I staggered to my feet, brushing off glass and fragments of Pre-Columbian pottery. Then I stood there in shock as I looked at my wonderful collection, destroyed in an instant. It took a few seconds for it to sink in: my overreacting wife had destroyed $500,000 worth of Pre-Columbian art.
“Oh, my God, Sandy, I didn’t mean to do it! Oh, God, no, no!”
She staggered back, sank down on the couch, and buried her head in her hands, sobbing.

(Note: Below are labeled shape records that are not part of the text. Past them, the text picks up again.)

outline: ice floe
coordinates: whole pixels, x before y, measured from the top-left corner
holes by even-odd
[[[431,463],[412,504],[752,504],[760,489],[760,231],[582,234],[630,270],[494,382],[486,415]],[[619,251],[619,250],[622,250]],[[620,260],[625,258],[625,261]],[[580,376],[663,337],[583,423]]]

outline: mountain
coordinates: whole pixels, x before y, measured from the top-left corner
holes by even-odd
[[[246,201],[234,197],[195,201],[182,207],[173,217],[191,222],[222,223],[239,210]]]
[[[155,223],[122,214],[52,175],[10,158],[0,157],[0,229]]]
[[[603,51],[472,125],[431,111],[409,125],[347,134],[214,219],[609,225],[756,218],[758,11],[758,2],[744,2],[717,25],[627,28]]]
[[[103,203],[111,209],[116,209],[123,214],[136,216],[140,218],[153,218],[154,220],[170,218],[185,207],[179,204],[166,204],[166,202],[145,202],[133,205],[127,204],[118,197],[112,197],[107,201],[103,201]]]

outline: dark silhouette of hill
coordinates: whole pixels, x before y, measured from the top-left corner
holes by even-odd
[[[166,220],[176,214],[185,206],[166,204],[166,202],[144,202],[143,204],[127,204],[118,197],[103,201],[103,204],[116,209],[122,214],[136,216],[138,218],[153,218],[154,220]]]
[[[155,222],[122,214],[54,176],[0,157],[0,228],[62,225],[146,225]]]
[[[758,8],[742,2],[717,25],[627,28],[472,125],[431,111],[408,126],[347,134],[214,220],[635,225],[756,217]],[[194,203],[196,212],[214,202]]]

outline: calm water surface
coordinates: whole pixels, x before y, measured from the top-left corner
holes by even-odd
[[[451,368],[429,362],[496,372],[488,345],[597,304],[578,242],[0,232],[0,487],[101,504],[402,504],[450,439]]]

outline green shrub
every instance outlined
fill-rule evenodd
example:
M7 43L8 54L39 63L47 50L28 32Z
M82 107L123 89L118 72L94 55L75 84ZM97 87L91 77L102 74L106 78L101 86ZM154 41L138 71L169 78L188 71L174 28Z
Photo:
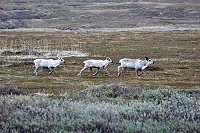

When I looked at my pride and joy, destroyed in such an irrational act, I knew that I couldn’t live with her for another minute. I walked out the front door and never looked back, and the next day I filed divorce papers charging infidelity as grounds for divorce. Of course, my wife had never been unfaithful, just like she wasn’t fat. But I was enraged, and I had to lie to my attorney friend in order to get him to file the divorce papers.
Maybe, when she destroyed my Pre-Columbian pottery collection, it gave me the reason I needed to file the divorce I’d been wanting for years. She was right about one thing: that last night in Fayetteville was still as vivid in my mind as if it had happened a week ago.